It's a sad day today Friday, November 17, 2006I can't say anything that anyone else has not already said about Milton Friedman and his influence on people's thinking about politics, economics and individual liberty. His death is a loss to all of us. Kindest sympathies to David, Patri and Rose.
- At Sun Nov 19, 12:29:00 AM EST, sologue said...
I kind of feel bad for calling/implying Friedman was a statist... certainly he had a reputation for advocating for freedom, and he earned that reputation.
But I can not excuse a libertarian who supports monetarism. The government's control of the national money supply has been one of the leading causes of the erosion of freedom in this country. You can't ignore something like this if you want to seriously advocate for freedom, even if you do think that in the hands of the right people, monetarism would be a source of increased prosperity and freedom.
However, if a majority of people in this country were knowledgeable on Friedman's message and principles, this country (and world) would most likely be a much better place than it is right now.

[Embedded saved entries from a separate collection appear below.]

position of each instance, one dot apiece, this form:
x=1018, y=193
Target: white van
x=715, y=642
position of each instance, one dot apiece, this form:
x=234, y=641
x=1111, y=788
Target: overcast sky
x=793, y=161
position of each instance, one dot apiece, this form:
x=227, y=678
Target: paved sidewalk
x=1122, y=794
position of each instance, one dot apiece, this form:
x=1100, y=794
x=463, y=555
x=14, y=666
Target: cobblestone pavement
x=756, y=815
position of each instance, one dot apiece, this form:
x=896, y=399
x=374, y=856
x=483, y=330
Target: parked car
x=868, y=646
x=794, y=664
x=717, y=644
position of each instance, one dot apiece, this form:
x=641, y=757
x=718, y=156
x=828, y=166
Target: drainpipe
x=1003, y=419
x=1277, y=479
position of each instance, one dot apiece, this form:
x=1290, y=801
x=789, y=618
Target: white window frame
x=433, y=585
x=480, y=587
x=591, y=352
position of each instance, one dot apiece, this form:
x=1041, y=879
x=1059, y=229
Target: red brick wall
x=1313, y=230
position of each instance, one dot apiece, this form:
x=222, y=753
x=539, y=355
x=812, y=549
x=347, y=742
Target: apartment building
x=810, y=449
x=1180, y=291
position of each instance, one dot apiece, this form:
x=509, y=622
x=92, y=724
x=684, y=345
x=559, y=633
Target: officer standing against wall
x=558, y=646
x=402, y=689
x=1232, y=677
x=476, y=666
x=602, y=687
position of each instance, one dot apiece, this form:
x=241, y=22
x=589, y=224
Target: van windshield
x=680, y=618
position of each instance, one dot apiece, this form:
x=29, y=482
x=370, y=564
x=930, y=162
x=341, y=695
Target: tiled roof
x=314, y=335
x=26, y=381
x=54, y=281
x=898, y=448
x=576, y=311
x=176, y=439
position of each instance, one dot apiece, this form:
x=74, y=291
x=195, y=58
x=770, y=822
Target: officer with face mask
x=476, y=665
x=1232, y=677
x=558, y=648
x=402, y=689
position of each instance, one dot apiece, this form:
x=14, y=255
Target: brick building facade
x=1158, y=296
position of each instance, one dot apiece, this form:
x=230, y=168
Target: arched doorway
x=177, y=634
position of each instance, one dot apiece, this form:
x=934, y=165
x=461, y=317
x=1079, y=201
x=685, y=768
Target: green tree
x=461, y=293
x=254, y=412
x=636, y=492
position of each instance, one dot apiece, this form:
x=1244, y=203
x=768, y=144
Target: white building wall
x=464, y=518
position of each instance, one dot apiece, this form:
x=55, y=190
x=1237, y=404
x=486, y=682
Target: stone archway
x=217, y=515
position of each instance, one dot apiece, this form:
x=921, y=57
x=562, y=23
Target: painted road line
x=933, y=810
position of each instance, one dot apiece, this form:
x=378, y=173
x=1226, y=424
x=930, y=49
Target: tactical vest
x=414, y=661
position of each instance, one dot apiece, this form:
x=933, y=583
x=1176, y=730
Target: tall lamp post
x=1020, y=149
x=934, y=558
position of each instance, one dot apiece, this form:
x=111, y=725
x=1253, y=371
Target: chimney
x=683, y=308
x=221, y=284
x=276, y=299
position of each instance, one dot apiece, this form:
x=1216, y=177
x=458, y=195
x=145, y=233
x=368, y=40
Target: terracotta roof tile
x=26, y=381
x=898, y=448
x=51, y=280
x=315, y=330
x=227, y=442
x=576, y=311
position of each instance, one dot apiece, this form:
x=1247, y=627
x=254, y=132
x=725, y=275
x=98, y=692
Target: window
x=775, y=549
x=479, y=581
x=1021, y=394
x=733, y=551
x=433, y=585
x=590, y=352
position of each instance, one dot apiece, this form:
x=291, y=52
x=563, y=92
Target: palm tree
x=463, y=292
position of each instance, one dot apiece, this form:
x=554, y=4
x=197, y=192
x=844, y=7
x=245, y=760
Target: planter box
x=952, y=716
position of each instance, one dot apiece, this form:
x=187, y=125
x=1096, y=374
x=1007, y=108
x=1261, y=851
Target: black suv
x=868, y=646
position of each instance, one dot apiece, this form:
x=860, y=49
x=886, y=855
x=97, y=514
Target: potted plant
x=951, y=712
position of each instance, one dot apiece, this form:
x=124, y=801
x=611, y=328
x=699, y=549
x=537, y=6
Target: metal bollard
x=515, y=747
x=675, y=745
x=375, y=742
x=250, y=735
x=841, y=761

- At Sun Nov 19, 01:39:00 AM EST, James said...
No, Friedman was a statist. I don't think it's necessary to pretend otherwise to see that Friedman was still a brilliant defender of liberty on the whole.
Concerning monetarism, I don't think the idea of a fixed rate of money growth (as Friedman advocated) has to be any more of a problem than, say, barbecue sauce made with mayonnaise. Both are ideas that I can see no merit in, but thankfully we have a market in barbecue sauce which would allow us to avoid any mayonnaise based concoction. On the other hand, we have legal tender laws which are the real problem with any idea about monetary policy, and which I don't believe Friedman ever claimed to be in favor of and which is certainly not an implication of the quantity theory of money. Under free banking, I just wouldn't accept money from monetarist banks.